Handwritten Equations solver :

    Data Preprocessing - CROHME dataset 
                        [ includes images of numbers (0-9) like MNIST dataset ]
                        [ has additional data of mathematical operator and greek symbols (alpha/beta/gamma/sigma) ]

In [1]:
# installing all required package
!pip install pandas numpy pickle-mixin keras tensorflow matplotlib opencv-python pillow ipython




[notice] A new release of pip is available: 24.0 -> 24.3.1
[notice] To update, run: python.exe -m pip install --upgrade pip


In [18]:
import numpy as np
import pandas as pd
import cv2
from matplotlib import pyplot as plt

import os
from PIL import Image
from os import listdir
from os.path import isfile, join


Dataset link : https://www.kaggle.com/datasets/xainano/handwrittenmathsymbols?resource=download

Converting images to grayscale is common in image processing :
    
    1. RGB images have higher computational complexity compared to grayscale images            [ b/w >>> rgb ]

    2. Grayscale retains luminance information, sufficient for identifying shapes and textures.
       Most image analysis tasks, like (edge detection / contour finding / object recognition) 
       rely on structural patterns rather than color.

    3. As fewer data points per pixel is processed and unnecessary color info is removed Algos perform better with lesser noise.

    4. Almost 3x memory is saved compared to rgb         [what other reason do u neeed, lol]

![image.png](attachment:image.png)


Grayscale img [ pixels are set to 255 (white) or 0 (black) ]

In [2]:
def load_images_from_folder(folder):
    train_data = []
    if not os.path.exists(folder):
        raise FileNotFoundError(f"Folder not found: {folder}")
    

    # iterate over folder to read all images and store them in a lisst to process
    for filename in os.listdir(folder):
        filepath = os.path.join(folder, filename)
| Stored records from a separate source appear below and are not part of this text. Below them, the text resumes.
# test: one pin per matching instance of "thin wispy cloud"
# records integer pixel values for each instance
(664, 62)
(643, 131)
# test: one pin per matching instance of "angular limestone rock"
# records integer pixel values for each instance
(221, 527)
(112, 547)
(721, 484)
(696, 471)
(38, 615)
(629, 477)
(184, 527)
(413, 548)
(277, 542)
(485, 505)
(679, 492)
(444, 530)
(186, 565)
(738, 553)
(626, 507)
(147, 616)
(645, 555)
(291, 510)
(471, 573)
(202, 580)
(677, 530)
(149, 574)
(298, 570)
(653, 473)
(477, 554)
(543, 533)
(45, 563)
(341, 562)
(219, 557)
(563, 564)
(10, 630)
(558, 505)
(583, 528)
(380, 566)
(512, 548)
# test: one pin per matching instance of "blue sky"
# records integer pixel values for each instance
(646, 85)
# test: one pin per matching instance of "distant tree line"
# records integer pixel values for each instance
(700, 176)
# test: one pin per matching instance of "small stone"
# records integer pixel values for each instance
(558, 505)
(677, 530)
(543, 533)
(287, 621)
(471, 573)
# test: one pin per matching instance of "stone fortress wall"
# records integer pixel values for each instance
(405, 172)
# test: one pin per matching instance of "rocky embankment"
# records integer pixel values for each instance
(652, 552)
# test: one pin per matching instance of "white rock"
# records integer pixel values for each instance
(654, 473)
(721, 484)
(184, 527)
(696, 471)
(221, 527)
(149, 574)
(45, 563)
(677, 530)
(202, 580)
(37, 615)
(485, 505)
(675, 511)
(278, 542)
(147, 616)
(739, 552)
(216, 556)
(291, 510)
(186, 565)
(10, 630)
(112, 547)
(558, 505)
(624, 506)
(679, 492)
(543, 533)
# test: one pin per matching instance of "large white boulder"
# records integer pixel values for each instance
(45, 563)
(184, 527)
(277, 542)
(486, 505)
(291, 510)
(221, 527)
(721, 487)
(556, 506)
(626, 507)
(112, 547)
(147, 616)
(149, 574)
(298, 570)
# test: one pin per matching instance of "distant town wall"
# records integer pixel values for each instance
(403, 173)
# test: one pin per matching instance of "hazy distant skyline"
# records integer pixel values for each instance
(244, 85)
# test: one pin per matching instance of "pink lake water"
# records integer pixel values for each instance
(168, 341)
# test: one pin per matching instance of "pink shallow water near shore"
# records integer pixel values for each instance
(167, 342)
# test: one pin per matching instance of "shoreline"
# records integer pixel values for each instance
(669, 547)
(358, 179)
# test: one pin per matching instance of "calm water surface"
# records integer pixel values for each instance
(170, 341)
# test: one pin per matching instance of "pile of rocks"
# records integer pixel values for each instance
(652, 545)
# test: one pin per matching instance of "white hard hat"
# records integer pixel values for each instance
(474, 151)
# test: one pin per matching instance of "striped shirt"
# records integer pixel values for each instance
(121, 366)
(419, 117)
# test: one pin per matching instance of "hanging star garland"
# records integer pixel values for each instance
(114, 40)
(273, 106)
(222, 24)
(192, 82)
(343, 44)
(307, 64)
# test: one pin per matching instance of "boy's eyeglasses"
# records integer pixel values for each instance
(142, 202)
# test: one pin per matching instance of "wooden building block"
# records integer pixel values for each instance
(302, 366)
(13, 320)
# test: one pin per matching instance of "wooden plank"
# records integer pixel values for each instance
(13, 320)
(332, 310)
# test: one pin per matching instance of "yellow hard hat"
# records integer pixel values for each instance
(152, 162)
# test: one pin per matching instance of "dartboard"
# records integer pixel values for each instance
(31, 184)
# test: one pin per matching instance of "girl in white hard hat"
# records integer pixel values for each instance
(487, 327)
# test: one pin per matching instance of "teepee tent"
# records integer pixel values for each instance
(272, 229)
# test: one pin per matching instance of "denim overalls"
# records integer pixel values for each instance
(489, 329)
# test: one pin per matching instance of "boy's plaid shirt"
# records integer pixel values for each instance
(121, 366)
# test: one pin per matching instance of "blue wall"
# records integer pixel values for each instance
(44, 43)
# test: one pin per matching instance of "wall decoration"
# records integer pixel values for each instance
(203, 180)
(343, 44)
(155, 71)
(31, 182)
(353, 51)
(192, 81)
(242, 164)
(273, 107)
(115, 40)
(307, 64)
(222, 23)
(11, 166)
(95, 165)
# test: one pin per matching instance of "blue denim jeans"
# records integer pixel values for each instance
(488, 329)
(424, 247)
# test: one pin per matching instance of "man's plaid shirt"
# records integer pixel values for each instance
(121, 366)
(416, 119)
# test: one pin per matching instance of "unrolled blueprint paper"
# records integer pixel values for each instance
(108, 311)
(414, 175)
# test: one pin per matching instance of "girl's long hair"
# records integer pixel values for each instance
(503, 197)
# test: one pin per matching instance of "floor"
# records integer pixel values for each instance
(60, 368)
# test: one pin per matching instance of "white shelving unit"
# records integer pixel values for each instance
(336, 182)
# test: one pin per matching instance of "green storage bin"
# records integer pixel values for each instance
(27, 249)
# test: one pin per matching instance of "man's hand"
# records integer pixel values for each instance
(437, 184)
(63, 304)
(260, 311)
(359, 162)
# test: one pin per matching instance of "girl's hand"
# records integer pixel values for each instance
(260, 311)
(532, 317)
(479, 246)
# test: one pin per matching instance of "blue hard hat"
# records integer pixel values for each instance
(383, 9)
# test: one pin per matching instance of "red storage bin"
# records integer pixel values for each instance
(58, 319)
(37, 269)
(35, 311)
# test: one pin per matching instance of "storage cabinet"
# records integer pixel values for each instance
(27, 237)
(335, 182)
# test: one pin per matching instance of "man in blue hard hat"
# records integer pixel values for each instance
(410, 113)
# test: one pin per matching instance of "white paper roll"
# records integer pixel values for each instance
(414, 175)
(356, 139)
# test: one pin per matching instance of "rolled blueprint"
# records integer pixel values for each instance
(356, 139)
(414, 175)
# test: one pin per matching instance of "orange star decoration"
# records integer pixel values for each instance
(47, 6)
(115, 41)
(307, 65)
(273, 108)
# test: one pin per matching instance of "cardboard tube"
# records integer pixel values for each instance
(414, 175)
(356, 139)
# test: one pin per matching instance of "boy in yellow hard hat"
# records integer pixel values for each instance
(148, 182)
        # reeading image in grayscale 
        img = cv2.imread(filepath, cv2.IMREAD_GRAYSCALE)
        if img is not None:

            # Thresholding the image
            ret, thresh = cv2.threshold(img, 127, 255, cv2.THRESH_BINARY) 
            # thresh contains the binary image, and ret is the threshold value used

            # finding and sorting contours
            ctrs, _ = cv2.findContours(thresh, cv2.RETR_EXTERNAL, cv2.CHAIN_APPROX_NONE)
            # ctrs contains the list of contours, and _ contains hierarchy info

            cnt = sorted(ctrs, key=lambda ctr: cv2.boundingRect(ctr)[0])
            
            # resizing dimensions [ standard dimensions for ml tasks are 28x28 ]
            w = int(28)  
            h = int(28)  

            train_data.append(img)
    return train_data


Thresholding images :
    
    1. used to convert grayscale img to binary image by applying a threshold to the image

    2. Pixels with intensity >= 127 are set to 255 (white color), and others are set to 0 (black)


Contours :

    1. Identifies contours (edges/boundaries of shapes) in the binary image & 

    2. cv2.RETR_EXTERNAL retrieves only the outermost contours.
       
       cv2.boundingRect(ctr) computes the bounding rectangle for each contour.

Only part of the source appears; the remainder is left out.